The key `"cond"` has to be a list of pairs. In the order of
the list, the first components of the pairs are evaluated,
until one evaluates to a value that is logically true. For
that pair, the second component is evaluated and the result
of this evaluation is the result of the `"cond"` expression.

If all first components evaluate to a value that is
logically false, the result of the expression is the result
of evaluating the key `"default"` (defaulting to `[]`).

###### String case distinction: `"case"`

If the key `"case"` is present, it has to be a map (an
"object", in JSON's terminology). In this case, the key
`"expr"` is evaluated; it has to evaluate to a string. If
the value is a key in the `"case"` map, the expression at
this key is evaluated and the result of that evaluation is
the value for the `"case"` expression.

Otherwise (i.e., if `"case"` is absent or `"expr"` evaluates
to a string that is not a key in `"case"`), the key
`"default"` (with default `[]`) is evaluated and this gives
the result of the `"case"` expression.

###### Sequential case distinction on arbitrary values: `"case*"`

If the key `"case"` is present, it has to be a list of
pairs. In this case, the key `"expr"` is evaluated. It is an
error if that evaluates to a name-containing value. The
result of that evaluation is sequentially compared to the
evaluation of the first components of the `"case"` list
until an equal value is found. In this case, the evaluation
of the second component of the pair is the value of the
`"case*"` expression.

If the `"case"` key is absent, or no equality is found, the
result of the `"case*"` expression is the result of
evaluating the `"default"` key (with default `[]`).

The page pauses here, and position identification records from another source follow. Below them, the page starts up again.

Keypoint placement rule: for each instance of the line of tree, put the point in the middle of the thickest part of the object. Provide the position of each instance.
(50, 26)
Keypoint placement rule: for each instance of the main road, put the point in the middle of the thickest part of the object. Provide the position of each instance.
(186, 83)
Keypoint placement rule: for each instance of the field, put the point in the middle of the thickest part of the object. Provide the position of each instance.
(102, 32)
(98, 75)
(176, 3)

##### Conjunction and disjunction: `"and"` and `"or"`

For conjunction, if the key `"$1"` (with default `[]`) is
syntactically a list, its entries are sequentially evaluated
until a logically false value is found; in that case, the result
is `false`, otherwise true. If the key `"$1"` has a different
shape, it is evaluated and has to evaluate to a list. The result
is the conjunction of the logical values of the entries. In
particular, `{"type": "and"}` evaluates to `true`.

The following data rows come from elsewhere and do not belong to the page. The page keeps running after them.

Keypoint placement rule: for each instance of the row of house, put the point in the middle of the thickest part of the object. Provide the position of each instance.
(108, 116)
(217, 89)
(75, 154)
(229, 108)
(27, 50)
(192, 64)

For disjunction, the evaluation mechanism is the same, but the
truth values and connective are taken dually. So, `"and"` and
`"or"` are logical conjunction and disjunction, respectively,
using short-cut evaluation if syntactically admissible (i.e., if
the argument is syntactically a list).

##### Mapping

###### Mapping over lists: `"foreach"`

First the key `"range"` is evaluated and has to evaluate to
a list. For each entry of this list, the expression `"body"`
is evaluated in an environment that is obtained from the
original one by setting the value for the variable specified
at the key `"var"` (which has to be a literal string,
default `"_"`) to that value. The result is the list of
those evaluation results.

###### Mapping over maps: `"foreach_map"`

Here, `"range"` has to evaluate to a map. For each entry (in
lexicographic order (according to native byte order) by
keys), the expression `"body"` is evaluated in an
environment obtained from the original one by setting the
variables specified at `"var_key"` and `"var_val"` (literal
strings, default values `"_"` and `"$_"`, respectively). The
result of the evaluation is the list of those values.

##### Zipping

###### `"zip_with"`

The keys `"range_1"` and `"range_2"` are evaluated and have
to evaluate to lists. For each pair of entries, one from each
list, in order, the expression `"body"` is evaluated in an
environment obtained from the original one by correspondingly
setting the variables specified at `"var_1"` and `"var_2"`
(default values `"$1"` and `"$2"`, respectively). The result of
the evaluation is the list of those values. If the input lists
are of different lengths, any entry with no correspondence in
the other list is ignored.

###### `"zip_map"`

The keys `"range_key"` and `"range_val"` are evaluated and have
to evaluate to lists. The result is a map, from an entry in
`"range_key"` to the entry in `"range_val"` with the same index.
If the input lists are of different lengths, any entry with no
correspondence in the other list is ignored. It is equivalent but
more convenient and more performant to a `"zip_with"` expression
generating a list of maps combined with a `map_union`.

##### Folding: `"foldl"`

The key `"range"` is evaluated and has to evaluate to a list.
Starting from the result of evaluating `"start"` (default `[]`)
a new value is obtained for each entry of the range list by
evaluating `"body"` in an environment obtained from the original
by binding the variable specified by `"var"` (literal string,
default `"_"`) to the list entry and the variable specified by
`"accum_var"` (literal string, default value `"$1"`) to the old
value. The result is the last value obtained.

#### Regular functions

First `"$1"` is evaluated; for binary functions `"$2"` is evaluated
next. For functions that accept keyword arguments, those are
evaluated as well. Finally the function is applied to this (or
those) argument(s) to obtain the final result.

##### Unary functions

 - `"not"` Return the logical negation of the argument, i.e.,
   if the argument is logically false, return `true`, and `false`
   otherwise.

 - `"nub_right"` The argument has to be a list. It is an error
   if that list contains (directly or indirectly) a name. The
   result is the input list, except that for all duplicate
   values, all but the rightmost occurrence is removed.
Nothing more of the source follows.